T.J. Oshie picked a good time to set a career-high in goals. With 29 goals, Oshie currently leads the team. Should that hold, he will be the first player other than Alex Ovechkin to lead the Caps in goals since Robert Lang in 2003-04, before Ovechkin was drafted. In fact, Oshie has set a career-high in goals in each of his two seasons in Washington.
Why is that good timing? Because Oshie is currently in the final year of his contract and the need to re-sign him was made clear on Saturday with his hat trick performance.
As a top-line caliber winger who will likely hit the 30-goal mark this season, Oshie will not lack for suitors this summer.

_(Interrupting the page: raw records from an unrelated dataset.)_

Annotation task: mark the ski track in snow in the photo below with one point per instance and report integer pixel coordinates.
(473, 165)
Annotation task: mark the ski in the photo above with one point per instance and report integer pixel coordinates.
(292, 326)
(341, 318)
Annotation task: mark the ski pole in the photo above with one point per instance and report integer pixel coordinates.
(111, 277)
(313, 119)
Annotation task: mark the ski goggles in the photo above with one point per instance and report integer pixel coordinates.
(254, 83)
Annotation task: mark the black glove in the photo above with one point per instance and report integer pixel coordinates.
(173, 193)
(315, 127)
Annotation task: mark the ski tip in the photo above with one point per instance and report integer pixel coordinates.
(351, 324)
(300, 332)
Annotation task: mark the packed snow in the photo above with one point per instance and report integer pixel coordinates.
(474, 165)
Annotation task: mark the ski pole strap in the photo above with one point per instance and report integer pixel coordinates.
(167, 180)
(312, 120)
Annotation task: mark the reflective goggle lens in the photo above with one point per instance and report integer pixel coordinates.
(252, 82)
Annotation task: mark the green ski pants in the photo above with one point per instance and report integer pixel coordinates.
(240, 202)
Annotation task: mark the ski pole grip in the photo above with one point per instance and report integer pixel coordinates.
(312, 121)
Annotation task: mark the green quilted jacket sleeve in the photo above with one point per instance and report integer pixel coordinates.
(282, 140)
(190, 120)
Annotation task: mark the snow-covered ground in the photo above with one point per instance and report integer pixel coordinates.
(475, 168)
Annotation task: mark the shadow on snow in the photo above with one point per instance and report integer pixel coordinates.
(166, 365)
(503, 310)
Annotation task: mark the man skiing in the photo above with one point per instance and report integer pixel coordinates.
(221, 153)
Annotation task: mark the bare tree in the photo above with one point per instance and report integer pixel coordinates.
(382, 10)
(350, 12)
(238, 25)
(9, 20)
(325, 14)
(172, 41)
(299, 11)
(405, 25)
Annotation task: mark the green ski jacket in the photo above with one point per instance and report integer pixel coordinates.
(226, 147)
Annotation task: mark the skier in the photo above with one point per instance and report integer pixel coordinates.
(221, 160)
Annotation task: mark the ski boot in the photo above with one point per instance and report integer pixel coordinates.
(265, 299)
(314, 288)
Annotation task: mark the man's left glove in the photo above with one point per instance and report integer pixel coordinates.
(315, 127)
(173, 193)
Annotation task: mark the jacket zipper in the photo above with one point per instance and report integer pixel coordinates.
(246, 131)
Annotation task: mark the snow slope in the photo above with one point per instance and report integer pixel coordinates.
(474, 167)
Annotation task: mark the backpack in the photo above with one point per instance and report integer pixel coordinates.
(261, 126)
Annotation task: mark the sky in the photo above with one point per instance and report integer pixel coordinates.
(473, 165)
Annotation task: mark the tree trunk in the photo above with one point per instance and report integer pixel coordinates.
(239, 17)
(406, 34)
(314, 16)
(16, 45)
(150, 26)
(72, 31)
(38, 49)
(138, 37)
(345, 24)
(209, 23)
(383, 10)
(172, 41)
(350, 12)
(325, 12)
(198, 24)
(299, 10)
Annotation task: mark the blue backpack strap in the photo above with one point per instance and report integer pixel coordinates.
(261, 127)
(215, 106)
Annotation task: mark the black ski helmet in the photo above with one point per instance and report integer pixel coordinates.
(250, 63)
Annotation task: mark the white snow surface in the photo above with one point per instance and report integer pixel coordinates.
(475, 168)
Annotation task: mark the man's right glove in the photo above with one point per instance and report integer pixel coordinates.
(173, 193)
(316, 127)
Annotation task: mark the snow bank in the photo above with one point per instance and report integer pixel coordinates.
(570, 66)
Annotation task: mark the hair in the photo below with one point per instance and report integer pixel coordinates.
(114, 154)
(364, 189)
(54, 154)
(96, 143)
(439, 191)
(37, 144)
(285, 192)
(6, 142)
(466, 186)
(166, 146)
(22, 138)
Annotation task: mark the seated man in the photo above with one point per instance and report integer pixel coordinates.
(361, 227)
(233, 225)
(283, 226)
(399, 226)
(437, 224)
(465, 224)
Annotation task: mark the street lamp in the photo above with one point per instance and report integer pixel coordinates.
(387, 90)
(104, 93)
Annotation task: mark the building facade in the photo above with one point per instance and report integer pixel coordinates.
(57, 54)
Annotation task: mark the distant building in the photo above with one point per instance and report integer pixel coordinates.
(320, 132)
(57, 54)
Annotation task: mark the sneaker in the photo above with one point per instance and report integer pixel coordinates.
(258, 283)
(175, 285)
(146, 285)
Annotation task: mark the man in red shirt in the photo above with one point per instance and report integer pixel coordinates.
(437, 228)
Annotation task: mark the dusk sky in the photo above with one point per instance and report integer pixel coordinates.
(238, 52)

Getting a deal done before he reaches free agency will likely be high on the Caps’ to-do list after the season.
While Oshie acknowledged after practice on Monday that he has thought about his contract status, he was also quick to say he is keeping his mind on the task at hand.
“When you have a wife and two kids, you have to think about it a little bit, but anyone that knows me knows that I'm extremely present,” Oshie said.
“It's always in the back of your mind where you're going to be because I have a family to think about,” he added, “But, same token, I'm just approaching every day to come have fun at the rink, get better and do something special.”
Right wing on the top line was a bit of a revolving door before the Caps traded for Oshie in the summer of 2015 to fill that void. He has since cemented himself in that position with his strong play beside Alex Ovechkin and Nicklas Backstrom.
But the fact that he has played so well could potentially be an issue after the season. Oshie’s salary this season is $4.5 million and, as he stands to be one of the top free agents in the NHL, he will be due a significant raise. At 30 years old, this is also likely going to be his last “big” contract. That means he will be looking for term and looking for money.
An article published by NHL Numbers estimates Oshie’s next contract on the open market will be worth $6 million for six years, but even acknowledges that is a “conservative” estimate. Re-signing Oshie was already not going to come cheap, but considering the money he stands to gain if he reaches free agency, it may take a very hefty contract to keep him in Washington.
But there are other potential factors that could work in the Caps’ favor.
Oshie’s production in Washington is no accident, clearly this team and coach are a good fit for him. His family also seems to have settled in well with the area.
“I don't think it could have worked any better,” Oshie said. “My wife loves all the other wives and girlfriends. Lila's became best friends with a couple of the young girls on the team. I couldn't have asked for a better fit, I don't think.”
That’s encouraging for the Caps, but even if Oshie is willing to take a discount to remain in Washington, it’s not likely to be a significant one.
Whether the Caps would be willing to offer him what it will take to keep him here is also a point worth considering. Oshie is, after all, on the wrong side of 30. If he does get $6 to 7 million per year, how much longer will he be able to play up to those numbers?
Landing a player in free agency almost always requires overpaying them. Whatever the Caps will be willing to pay Oshie, chances are another team will be willing to pay more. Whether the Caps will be able to keep him from getting to that point where he can start listening to other offers remains to be seen.